By this disaster nearly five hundred persons lost their lives, and damage was done to the amount of one hundred and twenty thousand pounds. Of all the inhabitants, about twenty were taken alive from the ruins. Two out of a family of seven were saved as by a miracle. At the moment of the catastrophe the father was standing at his own door with his wife and three children. Seeing the mass rolling towards him, he caught up two of the children, bidding his wife follow him with the third. Instead of doing so, however, she turned back into the house to fetch the remaining child, Marianne, and Frances Ulrich, the servant-maid. Frances seized the little girl by the hand, and was leading her out, when the house, which was of timber, seemed to be torn from its foundations, and to turn over and over like a ball, so that she was sometimes on her head and sometimes on her feet. A storm of dust made the day dark as night. The violence of the shock separated her from the child, and she hung head downwards. She was squeezed and bruised a good deal, and her face was much cut and very painful. After some time she released her right hand, and wiped the blood from her face. She then heard Marianne groaning, and calling ‘Frances, Frances!’ The child said that she was lying on her back among stones and bushes, unable to rise; that her hands were at liberty, and that she could see the daylight and the green fields. Frances had imagined that they were buried a great depth under ground; and thought that the last day was come.

After remaining in this state some hours, Frances heard a bell, which she knew to be that of the village church of Steinen, calling the survivors to prayer. The little girl was now crying bitterly from pain and hunger; and the servant-maid tried in vain to comfort her. From sheer exhaustion, however, the cry became weaker, and then ceased entirely. Meanwhile, Frances herself was in a most painful position, hanging with her head downwards, enveloped in the liquid clay, and cold almost beyond endurance. By persevering in her efforts, she at length got her legs free, and so obtained partial relief. A silence of some hours followed. When the dark hours of that terrible night had passed and morning came, she had the satisfaction of knowing that the child was not dead, but had fallen asleep. As soon as she awoke, she began to cry and complain. The church bell now went again for prayers; and Frances heard also the voice of her master making lamentations over his loss. He had succeeded in escaping and rescuing the two children he had with him, though one was for a time partly buried in the fringe of the landslip. Seeking for the other members of his family, he had found the lifeless body of his wife with the child she had taken in her arms, at a distance of more than a quarter of a mile from where his house had stood. All of her that was visible was one of her feet. While digging out her body, he heard the cries of little Marianne. The child was at once disinterred from her living grave; and though one of her legs was broken, she seemed more anxious for the release of Frances than for her own comfort. The maid was soon extricated; but she was bruised and wounded in a frightful manner. For a long time her recovery was very doubtful. Even after she was out of danger, she was unable to bear the light, and was for a lengthened period subject to convulsions and seasons of extreme fear and terror.

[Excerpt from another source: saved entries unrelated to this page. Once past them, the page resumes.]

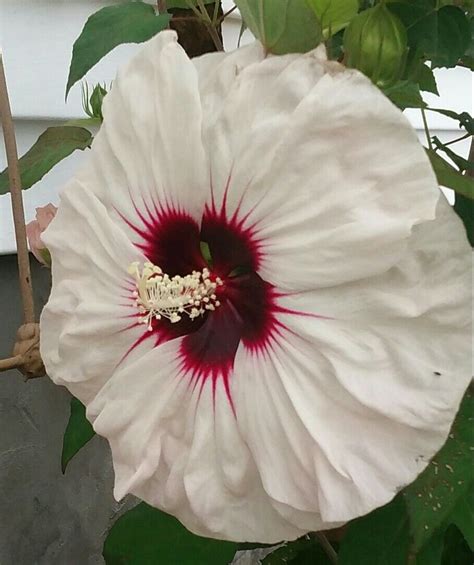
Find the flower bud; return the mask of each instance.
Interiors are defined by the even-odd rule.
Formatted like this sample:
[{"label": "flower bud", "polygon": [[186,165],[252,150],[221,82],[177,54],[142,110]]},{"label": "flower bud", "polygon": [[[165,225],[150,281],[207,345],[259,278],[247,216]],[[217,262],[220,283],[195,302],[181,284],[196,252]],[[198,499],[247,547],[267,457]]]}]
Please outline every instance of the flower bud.
[{"label": "flower bud", "polygon": [[106,95],[107,90],[105,85],[96,84],[92,90],[92,94],[89,96],[89,86],[87,83],[84,84],[82,89],[82,107],[90,118],[97,118],[100,121],[104,119],[102,115],[102,103]]},{"label": "flower bud", "polygon": [[367,75],[377,86],[400,79],[406,62],[407,32],[400,19],[382,3],[357,15],[344,33],[344,62]]},{"label": "flower bud", "polygon": [[106,94],[107,90],[105,90],[105,88],[100,84],[97,84],[90,97],[92,114],[95,118],[100,118],[101,120],[104,119],[104,116],[102,115],[102,102],[104,101]]},{"label": "flower bud", "polygon": [[54,204],[47,204],[36,208],[36,220],[33,220],[26,226],[26,236],[30,246],[30,251],[38,259],[40,263],[51,266],[51,256],[41,240],[41,234],[49,226],[57,212]]}]

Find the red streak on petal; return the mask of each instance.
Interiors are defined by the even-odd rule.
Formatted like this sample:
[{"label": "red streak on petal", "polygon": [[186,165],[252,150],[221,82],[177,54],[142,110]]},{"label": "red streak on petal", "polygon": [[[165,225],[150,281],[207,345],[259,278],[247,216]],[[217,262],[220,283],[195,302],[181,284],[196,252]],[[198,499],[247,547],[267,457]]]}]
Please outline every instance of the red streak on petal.
[{"label": "red streak on petal", "polygon": [[312,312],[303,312],[301,310],[293,310],[292,308],[285,308],[284,306],[275,306],[275,311],[281,314],[291,314],[293,316],[305,316],[307,318],[317,318],[319,320],[334,320],[331,316],[323,316],[322,314],[314,314]]},{"label": "red streak on petal", "polygon": [[[127,330],[127,329],[132,329],[132,328],[136,328],[137,326],[141,326],[142,324],[140,324],[139,322],[132,324],[130,326],[128,326],[127,328],[124,328],[122,331]],[[140,344],[142,344],[145,340],[147,340],[149,337],[152,337],[152,333],[145,331],[141,336],[139,336],[133,343],[132,345],[127,349],[127,351],[122,355],[122,357],[120,358],[120,361],[117,363],[116,365],[116,369],[118,367],[120,367],[120,365],[125,361],[125,359],[130,355],[130,353],[132,353],[132,351],[134,351]]]}]

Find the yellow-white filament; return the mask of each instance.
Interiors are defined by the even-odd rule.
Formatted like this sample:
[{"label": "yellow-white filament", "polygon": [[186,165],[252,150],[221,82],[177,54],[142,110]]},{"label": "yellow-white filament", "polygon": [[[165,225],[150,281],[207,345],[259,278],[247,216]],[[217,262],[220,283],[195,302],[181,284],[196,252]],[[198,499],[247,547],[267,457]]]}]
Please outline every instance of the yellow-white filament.
[{"label": "yellow-white filament", "polygon": [[140,323],[147,324],[148,330],[152,329],[154,319],[166,318],[174,324],[185,315],[193,320],[220,305],[215,291],[222,280],[219,277],[211,280],[206,268],[184,277],[170,277],[153,263],[144,263],[140,270],[140,264],[135,261],[128,272],[135,277],[133,295],[141,314]]}]

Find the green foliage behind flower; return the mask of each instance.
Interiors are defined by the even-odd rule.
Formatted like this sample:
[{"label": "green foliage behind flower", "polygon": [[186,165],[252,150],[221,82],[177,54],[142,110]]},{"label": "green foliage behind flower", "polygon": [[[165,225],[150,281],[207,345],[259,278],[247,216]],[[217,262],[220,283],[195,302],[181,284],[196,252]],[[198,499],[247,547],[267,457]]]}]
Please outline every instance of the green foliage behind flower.
[{"label": "green foliage behind flower", "polygon": [[321,24],[306,0],[236,0],[250,31],[276,55],[304,53],[321,42]]}]

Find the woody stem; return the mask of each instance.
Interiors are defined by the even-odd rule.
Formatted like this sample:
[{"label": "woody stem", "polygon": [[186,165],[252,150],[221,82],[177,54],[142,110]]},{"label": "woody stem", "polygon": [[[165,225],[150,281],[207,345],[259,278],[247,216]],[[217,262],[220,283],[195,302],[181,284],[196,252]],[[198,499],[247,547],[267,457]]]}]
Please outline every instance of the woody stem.
[{"label": "woody stem", "polygon": [[9,371],[10,369],[17,369],[23,363],[23,355],[15,355],[8,359],[0,359],[0,372]]},{"label": "woody stem", "polygon": [[28,244],[26,239],[25,213],[21,194],[20,167],[16,147],[15,130],[13,126],[10,101],[8,98],[3,59],[0,53],[0,120],[5,140],[5,153],[8,164],[8,178],[12,199],[13,221],[15,224],[15,237],[18,257],[18,274],[20,279],[20,292],[23,303],[23,319],[25,324],[35,321],[33,302],[33,288],[31,285],[30,261],[28,257]]}]

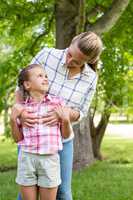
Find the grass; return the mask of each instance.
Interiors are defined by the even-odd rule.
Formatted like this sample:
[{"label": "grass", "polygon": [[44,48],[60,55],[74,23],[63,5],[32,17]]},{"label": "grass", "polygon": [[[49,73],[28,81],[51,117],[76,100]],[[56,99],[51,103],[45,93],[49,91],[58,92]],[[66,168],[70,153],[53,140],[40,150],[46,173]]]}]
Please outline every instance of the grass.
[{"label": "grass", "polygon": [[[1,145],[0,166],[15,166],[15,145]],[[73,173],[73,200],[133,200],[133,140],[106,136],[102,152],[106,160]],[[0,200],[16,199],[15,176],[15,170],[0,173]]]},{"label": "grass", "polygon": [[96,163],[74,174],[74,200],[132,200],[133,165]]},{"label": "grass", "polygon": [[107,158],[73,175],[74,200],[133,200],[133,140],[105,137]]},{"label": "grass", "polygon": [[0,173],[0,200],[15,200],[18,186],[15,183],[16,171]]},{"label": "grass", "polygon": [[133,164],[133,138],[105,136],[102,152],[107,162]]},{"label": "grass", "polygon": [[17,162],[17,146],[10,140],[0,136],[0,169],[14,168]]}]

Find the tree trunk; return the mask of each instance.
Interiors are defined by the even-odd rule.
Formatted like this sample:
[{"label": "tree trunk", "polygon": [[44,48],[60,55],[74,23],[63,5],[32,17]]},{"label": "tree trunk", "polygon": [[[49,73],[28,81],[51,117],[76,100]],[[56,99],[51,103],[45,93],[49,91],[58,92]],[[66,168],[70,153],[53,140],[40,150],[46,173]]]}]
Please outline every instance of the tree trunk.
[{"label": "tree trunk", "polygon": [[[79,16],[80,10],[84,10],[82,1],[62,0],[56,4],[56,47],[68,47],[71,39],[80,32],[79,17],[84,21],[84,14]],[[82,27],[83,31],[83,27]],[[87,121],[82,121],[74,126],[74,169],[80,169],[94,161],[92,142]]]},{"label": "tree trunk", "polygon": [[74,125],[74,169],[80,169],[94,162],[88,119]]},{"label": "tree trunk", "polygon": [[101,143],[102,143],[102,139],[103,139],[104,134],[105,134],[106,127],[107,127],[108,122],[109,122],[110,114],[111,113],[104,113],[101,116],[101,120],[100,120],[97,127],[94,127],[93,120],[90,119],[90,121],[91,121],[90,124],[92,124],[90,126],[90,130],[91,130],[93,154],[94,154],[95,159],[98,159],[98,160],[103,159],[103,156],[100,152],[100,148],[101,148]]},{"label": "tree trunk", "polygon": [[68,47],[71,39],[76,35],[78,9],[78,0],[57,1],[55,7],[57,48]]},{"label": "tree trunk", "polygon": [[[115,9],[116,1],[112,3],[111,11],[108,10],[106,15],[102,16],[101,20],[104,21],[104,28],[101,26],[100,19],[97,20],[96,23],[91,25],[89,29],[92,31],[96,31],[99,34],[104,31],[109,31],[114,25],[113,16],[117,14],[117,20],[127,7],[130,0],[125,3],[126,0],[120,1],[117,6],[118,9]],[[123,2],[123,3],[122,3]],[[83,0],[60,0],[56,1],[55,5],[55,18],[56,18],[56,47],[59,49],[66,48],[69,46],[71,39],[76,35],[76,33],[83,31],[85,27],[81,27],[81,24],[84,23],[85,17],[85,7],[82,5],[84,3]],[[115,6],[114,6],[115,4]],[[125,5],[124,5],[125,4]],[[118,4],[117,4],[118,5]],[[82,13],[80,13],[82,12]],[[110,13],[113,13],[110,15]],[[110,15],[106,20],[106,16]],[[111,20],[112,19],[112,20]],[[79,21],[81,20],[81,21]],[[112,22],[113,21],[113,22]],[[100,24],[100,26],[99,26]],[[109,28],[107,28],[107,26]],[[105,29],[106,27],[106,29]],[[105,120],[106,117],[106,120]],[[94,161],[94,156],[98,159],[101,158],[100,155],[100,145],[102,138],[104,136],[104,132],[109,120],[109,116],[103,116],[101,119],[101,123],[99,126],[93,130],[92,133],[92,141],[93,141],[93,150],[92,150],[92,141],[90,137],[90,129],[89,129],[89,119],[81,122],[80,125],[75,125],[75,140],[74,140],[74,169],[80,169],[83,166],[89,165]],[[92,122],[93,123],[93,122]]]}]

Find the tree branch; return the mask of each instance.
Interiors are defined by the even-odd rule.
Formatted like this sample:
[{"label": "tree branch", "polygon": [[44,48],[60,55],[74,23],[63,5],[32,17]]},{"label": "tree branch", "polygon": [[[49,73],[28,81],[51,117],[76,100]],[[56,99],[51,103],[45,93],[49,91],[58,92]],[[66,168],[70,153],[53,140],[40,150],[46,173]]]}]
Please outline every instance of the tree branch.
[{"label": "tree branch", "polygon": [[47,35],[51,29],[51,26],[52,26],[52,22],[53,22],[53,19],[54,19],[54,12],[52,13],[52,16],[49,20],[49,24],[48,24],[48,28],[43,32],[41,33],[33,42],[31,48],[30,48],[30,52],[31,54],[33,55],[33,49],[35,48],[35,46],[37,45],[37,42],[42,38],[44,37],[45,35]]},{"label": "tree branch", "polygon": [[107,9],[106,7],[96,4],[95,7],[86,12],[86,18],[89,19],[91,17],[94,17],[100,12],[105,12],[106,9]]},{"label": "tree branch", "polygon": [[99,35],[108,32],[116,24],[129,2],[130,0],[114,0],[105,14],[95,24],[88,25],[87,30],[95,31]]},{"label": "tree branch", "polygon": [[76,34],[84,31],[85,25],[85,0],[79,0],[79,15]]}]

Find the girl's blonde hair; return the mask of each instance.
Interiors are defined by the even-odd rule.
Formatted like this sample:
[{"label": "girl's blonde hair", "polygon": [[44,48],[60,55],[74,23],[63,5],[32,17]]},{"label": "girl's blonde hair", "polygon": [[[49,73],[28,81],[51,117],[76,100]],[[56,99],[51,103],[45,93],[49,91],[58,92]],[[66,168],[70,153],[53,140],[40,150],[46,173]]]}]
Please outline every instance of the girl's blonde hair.
[{"label": "girl's blonde hair", "polygon": [[80,51],[88,56],[88,64],[95,70],[103,49],[101,38],[96,33],[88,31],[74,37],[72,43],[75,42]]}]

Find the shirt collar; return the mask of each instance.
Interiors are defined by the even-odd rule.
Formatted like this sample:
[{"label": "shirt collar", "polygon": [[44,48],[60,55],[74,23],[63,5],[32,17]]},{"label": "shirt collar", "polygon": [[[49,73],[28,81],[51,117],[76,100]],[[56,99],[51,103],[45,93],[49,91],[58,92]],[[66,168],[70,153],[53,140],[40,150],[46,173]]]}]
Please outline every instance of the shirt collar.
[{"label": "shirt collar", "polygon": [[90,74],[94,73],[93,69],[91,69],[90,65],[85,63],[82,74],[90,76]]},{"label": "shirt collar", "polygon": [[46,102],[49,102],[49,101],[50,102],[52,101],[52,97],[49,94],[46,94],[46,95],[44,95],[41,102],[35,102],[33,100],[33,98],[30,96],[30,97],[27,97],[25,103],[46,103]]}]

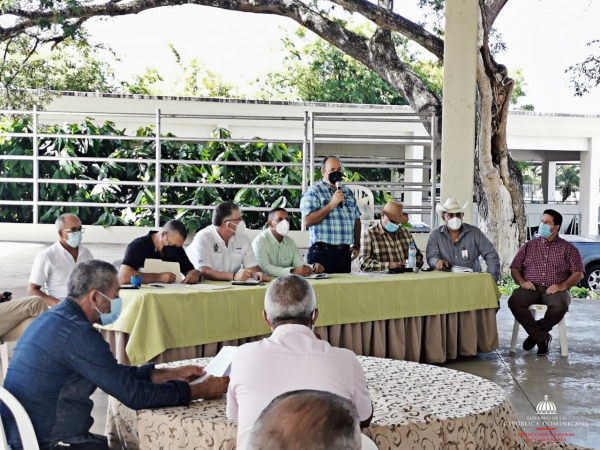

A traveller who visited the district about a week after the catastrophe has given an interesting description of his visit: ‘Picture to yourself a rude and mingled mass of earth and stone, bristling with the shattered remains of wooden cottages, and with thousands of heavy trees torn up by their roots and projecting in all directions. In one part you might see a range of peasants’ huts, which the torrent of earth had reached with just force enough to overthrow and break in pieces, but without bringing soil enough to cover them. In another were mills broken in pieces by huge rocks, separated from the top of the mountain, which were even carried high up the Righi on the opposite side. Large pools of water were formed in different places; and many little streams, whose usual channels had been filled up, were bursting out in various places.’